In a study published today in the journal Cancer Cell, the investigators found that the agent THZ1 caused human-like small cell lung tumors in mice to shrink significantly, with no apparent side effects. The compound is now being developed into a drug for testing in human patients in clinical trials.
"Small cell lung cancer is a disease for which new treatments are desperately needed," said Kwok-Kin Wong, MD, PhD, co-senior author of the study and medical oncologist at Dana-Farber. "Patients generally respond well to initial chemotherapy, but the disease almost always returns. Less than 5 percent of patients are alive five years after being diagnosed with the disease."
Small cell lung cancer (SCLC) accounts for 10-15 percent of lung cancer cases and is the most aggressive form of lung malignancy. Although small cell lung tumors have many mutated genes, none of these is known to be a "driver" - a gene that actually spurs tumor growth - and none makes a good target for drug therapy. As a result, researchers have sought other strategies for attacking the disease.
Dana-Farber researchers began with mice that had small cell lung tumors engineered to resemble those in humans. Extracting tumor tissue from the animals, the researchers screened more than 1,000 small molecule blockers in the cell samples to see if any halted tumor cell growth. The one that worked best was THZ1, a compound designed by chemical biologists at Dana-Farber that inhibits a cell protein known as cyclin-dependent kinase 7 (CDK7).

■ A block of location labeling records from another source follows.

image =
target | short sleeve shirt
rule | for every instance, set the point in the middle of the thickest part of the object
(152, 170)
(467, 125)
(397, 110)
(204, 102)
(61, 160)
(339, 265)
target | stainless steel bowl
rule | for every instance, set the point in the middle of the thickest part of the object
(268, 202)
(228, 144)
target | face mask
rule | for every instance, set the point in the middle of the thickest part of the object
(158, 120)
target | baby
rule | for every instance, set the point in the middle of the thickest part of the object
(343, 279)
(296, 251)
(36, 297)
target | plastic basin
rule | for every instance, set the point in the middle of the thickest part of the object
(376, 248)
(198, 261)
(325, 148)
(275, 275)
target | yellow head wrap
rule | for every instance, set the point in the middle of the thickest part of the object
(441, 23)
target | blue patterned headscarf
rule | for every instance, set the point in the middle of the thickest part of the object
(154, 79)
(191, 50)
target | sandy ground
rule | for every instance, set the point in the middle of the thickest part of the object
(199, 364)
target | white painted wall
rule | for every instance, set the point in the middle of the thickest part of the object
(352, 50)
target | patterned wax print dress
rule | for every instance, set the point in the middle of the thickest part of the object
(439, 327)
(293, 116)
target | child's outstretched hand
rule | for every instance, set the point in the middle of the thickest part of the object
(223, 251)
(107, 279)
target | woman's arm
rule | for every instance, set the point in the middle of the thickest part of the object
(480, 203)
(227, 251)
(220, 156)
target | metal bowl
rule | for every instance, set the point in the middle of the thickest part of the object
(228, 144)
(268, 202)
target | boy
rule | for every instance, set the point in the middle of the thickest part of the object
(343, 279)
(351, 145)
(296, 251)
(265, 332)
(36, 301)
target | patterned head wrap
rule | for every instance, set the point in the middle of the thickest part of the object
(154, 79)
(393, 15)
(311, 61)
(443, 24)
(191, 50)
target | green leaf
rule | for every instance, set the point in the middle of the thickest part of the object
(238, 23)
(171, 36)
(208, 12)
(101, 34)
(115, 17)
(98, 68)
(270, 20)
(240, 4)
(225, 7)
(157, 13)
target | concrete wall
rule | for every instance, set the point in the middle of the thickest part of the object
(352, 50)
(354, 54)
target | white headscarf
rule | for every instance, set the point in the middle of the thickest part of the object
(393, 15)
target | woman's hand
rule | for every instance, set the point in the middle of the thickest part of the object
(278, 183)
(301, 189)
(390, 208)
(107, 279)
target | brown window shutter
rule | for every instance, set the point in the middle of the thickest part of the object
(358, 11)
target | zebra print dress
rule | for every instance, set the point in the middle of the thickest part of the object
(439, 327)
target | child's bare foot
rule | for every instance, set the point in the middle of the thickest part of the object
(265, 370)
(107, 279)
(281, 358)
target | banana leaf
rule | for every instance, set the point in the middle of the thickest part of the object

CDK7 is known to play a key role in gene transcription, the process by which genetic information stored in DNA is copied onto RNA. Inhibiting CDK7, therefore, strikes at the basic machinery of transcription. But since transcription occurs in all cells, researchers explored why THZ1 is effective at killing SCLC cells but left healthy cells unharmed.
The answer lies in sections of genetic material known as super-enhancers, long stretches of DNA that exert extensive control over transcription in tumor cells. The researchers found that THZ1 suppresses certain genes within these regions that SCLC cells depend on to survive and grow. Because normal cells do not rely on super-enhancers to the same degree, they are largely unaffected by THZ1.
"We found that SCLC cells are 'addicted' to transcription in a way that normal cells are not," Wong observed. "They appear to depend on short-lived transcripts - briefly existing RNA copies - that aren't as critical to normal cells. This explains why normal cells can tolerate a drug that targets the basic transcription mechanism while SCLC cells cannot."
The key to the effectiveness of drugs derived from THZ1 will be finding the correct "therapeutic window" for patients - the dose and administration schedule that produces the greatest therapeutic effect while producing the fewest side effects, Wong continued. Clinical trials will help determine that window.